Une véritable chance pour la paix et la stabilité en Syrie, déclare l'envoyé de l'ONU au Conseil de sécurité

L'Envoyé spécial de l'ONU pour la Syrie, Geir O. Pedersen, a décrit les récents développements dans ce pays comme des « événements de proportions historiques », lors d'un exposé par visioconférence, mardi depuis Damas, devant le Conseil de sécurité de l'ONU.

Il a déclaré que le pays est désormais confronté à une « toute nouvelle réalité » après la chute rapide du régime Assad, qui a dirigé la Syrie pendant plus de 50 ans.

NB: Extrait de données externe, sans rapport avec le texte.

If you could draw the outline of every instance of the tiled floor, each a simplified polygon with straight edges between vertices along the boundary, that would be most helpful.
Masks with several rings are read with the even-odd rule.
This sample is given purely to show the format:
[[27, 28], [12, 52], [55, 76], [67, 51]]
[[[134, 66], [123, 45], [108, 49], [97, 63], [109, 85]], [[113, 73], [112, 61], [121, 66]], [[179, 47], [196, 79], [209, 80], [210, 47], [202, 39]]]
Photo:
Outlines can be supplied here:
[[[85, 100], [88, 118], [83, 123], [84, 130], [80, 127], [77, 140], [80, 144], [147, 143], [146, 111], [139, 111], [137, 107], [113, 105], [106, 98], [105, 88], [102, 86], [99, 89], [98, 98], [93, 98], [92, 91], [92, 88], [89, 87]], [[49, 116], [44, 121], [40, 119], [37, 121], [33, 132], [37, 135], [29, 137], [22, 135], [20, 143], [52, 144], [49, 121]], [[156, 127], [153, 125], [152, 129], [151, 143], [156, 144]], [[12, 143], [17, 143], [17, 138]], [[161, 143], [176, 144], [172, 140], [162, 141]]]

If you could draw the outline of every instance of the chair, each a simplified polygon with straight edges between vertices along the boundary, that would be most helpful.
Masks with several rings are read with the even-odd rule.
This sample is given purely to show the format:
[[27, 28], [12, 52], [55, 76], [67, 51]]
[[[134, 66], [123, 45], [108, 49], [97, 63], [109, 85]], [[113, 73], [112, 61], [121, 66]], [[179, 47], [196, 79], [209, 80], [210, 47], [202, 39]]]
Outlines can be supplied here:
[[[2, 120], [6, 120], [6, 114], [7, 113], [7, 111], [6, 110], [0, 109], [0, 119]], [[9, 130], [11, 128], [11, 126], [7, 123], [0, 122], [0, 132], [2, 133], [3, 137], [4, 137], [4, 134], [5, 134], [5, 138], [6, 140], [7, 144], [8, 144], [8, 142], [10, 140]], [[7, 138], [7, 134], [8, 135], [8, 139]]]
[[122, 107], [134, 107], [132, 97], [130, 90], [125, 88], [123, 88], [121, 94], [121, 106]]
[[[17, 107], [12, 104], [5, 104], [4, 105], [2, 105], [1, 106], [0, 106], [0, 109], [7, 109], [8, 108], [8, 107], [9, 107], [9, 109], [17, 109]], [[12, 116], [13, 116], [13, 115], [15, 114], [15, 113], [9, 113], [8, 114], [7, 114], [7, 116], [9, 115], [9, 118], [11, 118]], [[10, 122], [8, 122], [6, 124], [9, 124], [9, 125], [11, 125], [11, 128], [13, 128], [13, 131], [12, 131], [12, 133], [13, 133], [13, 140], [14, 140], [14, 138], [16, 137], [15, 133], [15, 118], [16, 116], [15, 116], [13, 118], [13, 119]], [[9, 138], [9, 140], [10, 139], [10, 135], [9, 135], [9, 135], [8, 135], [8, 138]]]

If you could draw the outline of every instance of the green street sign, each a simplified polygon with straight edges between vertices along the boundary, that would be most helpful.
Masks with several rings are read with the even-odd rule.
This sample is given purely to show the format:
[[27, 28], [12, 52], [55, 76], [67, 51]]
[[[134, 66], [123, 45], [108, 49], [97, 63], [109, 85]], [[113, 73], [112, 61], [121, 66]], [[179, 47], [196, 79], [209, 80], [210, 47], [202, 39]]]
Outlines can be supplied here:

« Cela fait seulement onze jours que l'ancien régime est tombé, mais j'ai déjà rencontré un large éventail d'acteurs, et ma sensibilisation auprès des Syriens se poursuivra - j'entends des espoirs et des craintes », a dit M. Pedersen. « Il existe un sentiment profond et partagé parmi les Syriens que cette nouvelle situation leur appartient, que c'est leur moment de réaliser leurs aspirations légitimes ».

M. Pedersen a exprimé un sentiment d'espoir, notant que le pays a une véritable opportunité d'avancer vers la paix, la stabilité économique, la croissance, l'inclusion pour tous, la responsabilité et la justice.

Il a ajouté, cependant, que de nombreuses personnes restent inquiètes quant à l'avenir, soulignant les énormes défis à venir. « Je crains que si la situation n'est pas gérée correctement, tant par les Syriens que par la communauté internationale, une aggravation de la situation reste possible ».

Gaith Sabbagh
Des milliers de personnes rassemblées vendredi à Damas pour célébrer la chute du régime Assad.

L'inclusion est essentielle

L'envoyé de l'ONU a souligné que des progrès concrets dans une transition politique inclusive seront essentiels pour garantir que la Syrie reçoive le soutien économique dont elle a besoin. Il a déclaré que les parties prenantes internationales étaient clairement disposées à s'engager.

« Les besoins sont immenses et ne pourront être satisfaits qu'avec un large soutien, notamment une fin en douceur des sanctions, des mesures appropriées concernant les désignations également et une reconstruction complète », a-t-il affirmé.

« Il est clair que la période à venir sera critique, et des signaux internationaux indiquent que des mesures plus larges peuvent gagner du terrain avec des progrès dans une transition politique crédible et inclusive », a-t-il ajouté.

Respecter et protéger les droits des femmes

M. Pedersen a également souligné l'engagement de son bureau auprès des femmes à travers la Syrie et celles en exil.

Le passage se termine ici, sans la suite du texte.